The Commerce release breaks the awards into several buckets: building reuse grants will back projects in Lexington, McAdenville and Reidsville, along with a rural health reuse effort in Taylorsville. Downtown and infrastructure grants will support communities including Badin and Asheboro. The largest single award - a $1,862,000 Community Development Block Grant to Hendersonville - will pay for a 20,000-linear-foot looped extension of a 12-inch water main serving a BorgWarner site. State officials say that project is expected to support roughly 378 jobs and about $100 million in private investment, according to the Department of Commerce.

State leaders tout rural momentum

“These grants contribute to our state’s positive momentum by making necessary infrastructure improvements that will bring good-paying jobs and help communities thrive,” Gov.

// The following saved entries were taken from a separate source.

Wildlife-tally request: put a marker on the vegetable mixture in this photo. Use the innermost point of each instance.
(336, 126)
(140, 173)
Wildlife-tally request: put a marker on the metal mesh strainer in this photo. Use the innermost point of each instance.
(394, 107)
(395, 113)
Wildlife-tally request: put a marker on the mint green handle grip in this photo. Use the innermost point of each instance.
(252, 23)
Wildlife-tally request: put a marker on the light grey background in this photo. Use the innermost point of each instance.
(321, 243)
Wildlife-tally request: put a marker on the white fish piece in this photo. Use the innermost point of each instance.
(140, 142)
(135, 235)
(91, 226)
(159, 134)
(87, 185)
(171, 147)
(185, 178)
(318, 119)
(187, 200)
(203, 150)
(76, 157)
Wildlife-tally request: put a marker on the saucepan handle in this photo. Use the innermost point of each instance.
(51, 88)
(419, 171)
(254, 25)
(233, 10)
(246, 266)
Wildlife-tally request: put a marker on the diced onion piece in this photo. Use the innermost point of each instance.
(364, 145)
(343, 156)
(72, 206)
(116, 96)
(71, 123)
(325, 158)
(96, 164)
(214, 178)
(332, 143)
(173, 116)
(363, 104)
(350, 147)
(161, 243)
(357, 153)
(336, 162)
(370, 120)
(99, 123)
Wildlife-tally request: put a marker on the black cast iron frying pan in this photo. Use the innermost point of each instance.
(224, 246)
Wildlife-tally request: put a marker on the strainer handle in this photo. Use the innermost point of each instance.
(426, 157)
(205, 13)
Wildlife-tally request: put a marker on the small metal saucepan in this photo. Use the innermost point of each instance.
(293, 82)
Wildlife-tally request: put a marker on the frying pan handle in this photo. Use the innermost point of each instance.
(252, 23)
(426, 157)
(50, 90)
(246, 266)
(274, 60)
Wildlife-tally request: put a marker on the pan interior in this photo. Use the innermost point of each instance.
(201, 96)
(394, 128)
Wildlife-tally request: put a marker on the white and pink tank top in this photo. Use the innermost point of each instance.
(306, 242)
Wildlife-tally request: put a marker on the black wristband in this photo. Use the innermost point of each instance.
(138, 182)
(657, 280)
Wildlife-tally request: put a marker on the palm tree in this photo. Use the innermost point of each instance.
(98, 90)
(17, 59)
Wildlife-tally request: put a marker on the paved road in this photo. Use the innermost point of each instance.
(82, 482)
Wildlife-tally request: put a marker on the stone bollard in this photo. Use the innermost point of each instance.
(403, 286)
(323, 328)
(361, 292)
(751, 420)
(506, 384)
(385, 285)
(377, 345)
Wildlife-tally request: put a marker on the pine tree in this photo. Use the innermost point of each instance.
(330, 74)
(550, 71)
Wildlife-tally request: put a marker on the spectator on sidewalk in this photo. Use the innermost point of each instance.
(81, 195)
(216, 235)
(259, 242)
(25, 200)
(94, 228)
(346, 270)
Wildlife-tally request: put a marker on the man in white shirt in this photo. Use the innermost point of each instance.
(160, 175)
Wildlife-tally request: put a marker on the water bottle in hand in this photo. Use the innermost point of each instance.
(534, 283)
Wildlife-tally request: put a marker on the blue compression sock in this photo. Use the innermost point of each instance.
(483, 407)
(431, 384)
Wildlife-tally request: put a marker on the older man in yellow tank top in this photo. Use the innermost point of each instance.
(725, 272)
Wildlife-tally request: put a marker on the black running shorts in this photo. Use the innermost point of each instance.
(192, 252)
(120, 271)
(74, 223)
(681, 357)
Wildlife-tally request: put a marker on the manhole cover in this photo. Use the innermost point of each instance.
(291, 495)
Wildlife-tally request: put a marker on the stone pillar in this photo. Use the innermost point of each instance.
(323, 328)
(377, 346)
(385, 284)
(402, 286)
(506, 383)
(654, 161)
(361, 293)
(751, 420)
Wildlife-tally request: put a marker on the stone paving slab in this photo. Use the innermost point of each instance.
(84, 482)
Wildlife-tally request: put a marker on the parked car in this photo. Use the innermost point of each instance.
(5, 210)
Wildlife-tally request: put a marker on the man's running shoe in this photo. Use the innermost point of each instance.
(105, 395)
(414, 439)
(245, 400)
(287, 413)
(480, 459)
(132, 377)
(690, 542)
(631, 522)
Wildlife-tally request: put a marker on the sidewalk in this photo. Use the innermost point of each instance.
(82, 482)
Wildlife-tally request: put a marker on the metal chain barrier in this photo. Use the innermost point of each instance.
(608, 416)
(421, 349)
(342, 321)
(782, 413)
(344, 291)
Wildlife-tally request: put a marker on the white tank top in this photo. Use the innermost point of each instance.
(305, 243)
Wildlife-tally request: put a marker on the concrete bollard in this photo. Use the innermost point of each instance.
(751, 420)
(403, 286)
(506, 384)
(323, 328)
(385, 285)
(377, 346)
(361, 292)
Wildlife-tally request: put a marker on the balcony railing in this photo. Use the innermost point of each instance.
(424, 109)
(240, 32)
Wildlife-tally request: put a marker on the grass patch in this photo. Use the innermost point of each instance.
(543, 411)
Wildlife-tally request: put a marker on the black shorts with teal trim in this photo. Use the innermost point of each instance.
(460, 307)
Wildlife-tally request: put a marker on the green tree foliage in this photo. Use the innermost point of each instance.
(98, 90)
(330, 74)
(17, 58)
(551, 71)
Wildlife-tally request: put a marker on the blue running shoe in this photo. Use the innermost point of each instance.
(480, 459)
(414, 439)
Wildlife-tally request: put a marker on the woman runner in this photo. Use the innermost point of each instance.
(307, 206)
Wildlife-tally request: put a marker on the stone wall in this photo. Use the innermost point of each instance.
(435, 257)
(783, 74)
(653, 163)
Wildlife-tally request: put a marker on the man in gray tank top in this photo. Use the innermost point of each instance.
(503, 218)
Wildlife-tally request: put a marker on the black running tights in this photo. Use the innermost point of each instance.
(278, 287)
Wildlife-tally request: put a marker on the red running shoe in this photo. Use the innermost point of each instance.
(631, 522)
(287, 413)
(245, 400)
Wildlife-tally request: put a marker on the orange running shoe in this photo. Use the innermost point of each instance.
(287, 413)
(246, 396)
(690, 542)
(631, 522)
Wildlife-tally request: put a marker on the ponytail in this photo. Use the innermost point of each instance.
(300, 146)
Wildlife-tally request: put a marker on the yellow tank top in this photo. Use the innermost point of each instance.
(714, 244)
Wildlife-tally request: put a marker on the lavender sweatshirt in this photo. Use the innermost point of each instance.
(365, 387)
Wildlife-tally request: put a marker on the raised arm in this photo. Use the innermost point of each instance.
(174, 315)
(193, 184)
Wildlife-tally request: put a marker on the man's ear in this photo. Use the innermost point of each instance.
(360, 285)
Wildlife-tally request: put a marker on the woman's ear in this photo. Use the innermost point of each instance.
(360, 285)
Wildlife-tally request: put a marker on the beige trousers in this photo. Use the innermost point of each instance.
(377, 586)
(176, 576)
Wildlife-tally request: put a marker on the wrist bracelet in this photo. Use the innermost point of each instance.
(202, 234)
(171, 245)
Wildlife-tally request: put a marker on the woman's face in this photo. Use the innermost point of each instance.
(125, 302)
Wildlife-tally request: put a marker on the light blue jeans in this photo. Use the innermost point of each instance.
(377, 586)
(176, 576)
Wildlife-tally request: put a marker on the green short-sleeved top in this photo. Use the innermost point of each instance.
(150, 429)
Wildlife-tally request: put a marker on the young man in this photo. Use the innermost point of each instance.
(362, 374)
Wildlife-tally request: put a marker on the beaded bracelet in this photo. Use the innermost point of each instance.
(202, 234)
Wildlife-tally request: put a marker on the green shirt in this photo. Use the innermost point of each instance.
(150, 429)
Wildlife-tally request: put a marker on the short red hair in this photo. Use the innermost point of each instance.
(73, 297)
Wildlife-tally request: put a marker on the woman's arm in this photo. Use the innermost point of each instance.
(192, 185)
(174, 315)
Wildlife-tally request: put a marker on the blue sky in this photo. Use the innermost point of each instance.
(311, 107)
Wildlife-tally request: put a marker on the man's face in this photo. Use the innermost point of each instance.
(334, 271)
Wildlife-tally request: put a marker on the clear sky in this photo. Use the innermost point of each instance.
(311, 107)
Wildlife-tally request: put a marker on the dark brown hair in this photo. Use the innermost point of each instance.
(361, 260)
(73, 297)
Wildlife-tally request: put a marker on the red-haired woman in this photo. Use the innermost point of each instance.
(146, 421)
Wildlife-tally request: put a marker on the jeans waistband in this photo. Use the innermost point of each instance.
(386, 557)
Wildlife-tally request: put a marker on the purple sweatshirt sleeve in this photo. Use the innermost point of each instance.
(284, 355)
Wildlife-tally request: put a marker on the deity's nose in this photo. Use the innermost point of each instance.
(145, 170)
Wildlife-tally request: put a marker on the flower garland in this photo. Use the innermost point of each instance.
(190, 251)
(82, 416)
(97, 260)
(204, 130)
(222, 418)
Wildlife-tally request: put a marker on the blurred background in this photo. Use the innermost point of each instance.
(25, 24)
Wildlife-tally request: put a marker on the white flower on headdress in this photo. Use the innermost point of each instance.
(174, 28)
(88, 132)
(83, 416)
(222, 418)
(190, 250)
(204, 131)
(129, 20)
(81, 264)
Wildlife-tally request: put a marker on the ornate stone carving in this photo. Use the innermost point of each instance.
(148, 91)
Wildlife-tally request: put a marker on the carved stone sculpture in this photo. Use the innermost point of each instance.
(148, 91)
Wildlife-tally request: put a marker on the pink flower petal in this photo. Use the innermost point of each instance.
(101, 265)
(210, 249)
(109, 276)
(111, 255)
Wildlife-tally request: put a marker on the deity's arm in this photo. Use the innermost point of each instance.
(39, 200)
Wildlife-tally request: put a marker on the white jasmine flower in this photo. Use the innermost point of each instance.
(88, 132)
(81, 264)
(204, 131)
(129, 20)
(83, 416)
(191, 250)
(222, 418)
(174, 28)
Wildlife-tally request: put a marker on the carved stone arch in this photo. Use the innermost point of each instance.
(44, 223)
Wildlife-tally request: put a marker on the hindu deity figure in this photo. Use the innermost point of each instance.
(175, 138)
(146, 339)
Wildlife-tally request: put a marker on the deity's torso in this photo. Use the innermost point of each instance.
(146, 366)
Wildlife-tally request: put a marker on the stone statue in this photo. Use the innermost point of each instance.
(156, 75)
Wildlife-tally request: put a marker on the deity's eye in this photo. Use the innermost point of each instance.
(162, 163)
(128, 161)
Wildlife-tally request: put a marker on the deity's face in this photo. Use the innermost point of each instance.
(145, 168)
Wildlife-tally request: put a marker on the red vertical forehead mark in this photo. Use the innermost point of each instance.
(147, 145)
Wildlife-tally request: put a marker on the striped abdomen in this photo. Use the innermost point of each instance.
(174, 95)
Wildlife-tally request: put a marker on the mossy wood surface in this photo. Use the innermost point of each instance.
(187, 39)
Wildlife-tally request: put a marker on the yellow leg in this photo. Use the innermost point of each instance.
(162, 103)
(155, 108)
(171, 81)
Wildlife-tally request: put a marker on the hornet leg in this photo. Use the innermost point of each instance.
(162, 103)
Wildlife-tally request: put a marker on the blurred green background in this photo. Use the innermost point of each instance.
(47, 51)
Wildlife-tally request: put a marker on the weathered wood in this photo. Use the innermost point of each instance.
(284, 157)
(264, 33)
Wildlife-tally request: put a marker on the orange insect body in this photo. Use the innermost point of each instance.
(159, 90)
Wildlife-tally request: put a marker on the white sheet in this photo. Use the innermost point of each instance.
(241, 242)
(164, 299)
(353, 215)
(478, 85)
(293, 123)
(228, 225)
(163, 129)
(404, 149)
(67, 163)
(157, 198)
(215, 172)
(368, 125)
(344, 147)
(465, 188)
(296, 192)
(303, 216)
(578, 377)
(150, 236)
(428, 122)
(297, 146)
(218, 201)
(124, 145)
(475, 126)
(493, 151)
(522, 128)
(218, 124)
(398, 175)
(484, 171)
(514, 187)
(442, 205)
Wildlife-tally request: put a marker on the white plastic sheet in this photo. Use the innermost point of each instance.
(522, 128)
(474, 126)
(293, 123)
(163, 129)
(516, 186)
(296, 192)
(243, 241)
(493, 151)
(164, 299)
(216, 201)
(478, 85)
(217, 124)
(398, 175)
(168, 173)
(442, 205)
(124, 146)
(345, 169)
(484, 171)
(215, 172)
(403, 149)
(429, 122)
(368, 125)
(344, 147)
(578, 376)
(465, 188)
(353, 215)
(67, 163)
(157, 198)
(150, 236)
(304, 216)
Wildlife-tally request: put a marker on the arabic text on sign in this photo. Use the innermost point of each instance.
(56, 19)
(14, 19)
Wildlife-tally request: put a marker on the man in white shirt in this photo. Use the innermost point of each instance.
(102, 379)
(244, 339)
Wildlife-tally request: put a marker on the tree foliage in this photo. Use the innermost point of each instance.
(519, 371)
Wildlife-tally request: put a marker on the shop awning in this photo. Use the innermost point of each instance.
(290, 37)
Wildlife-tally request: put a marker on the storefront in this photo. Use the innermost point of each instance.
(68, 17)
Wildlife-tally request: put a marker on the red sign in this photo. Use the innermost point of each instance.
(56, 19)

Josh Stein said, as quoted by ABC11. Officials cast the awards as part of a broader push to modernize rural infrastructure and keep sites ready so smaller towns have a real shot at landing new private investment instead of watching it pass by.

What to watch next

From here, local governments will move into the less glamorous but crucial phase of contracting and starting site or utility work, on timelines that will differ from county to county. As projects come out of the ground, officials say hiring typically follows, with community colleges, county economic development offices and state workforce partners stepping in to help connect residents to the jobs the grants are meant to unlock.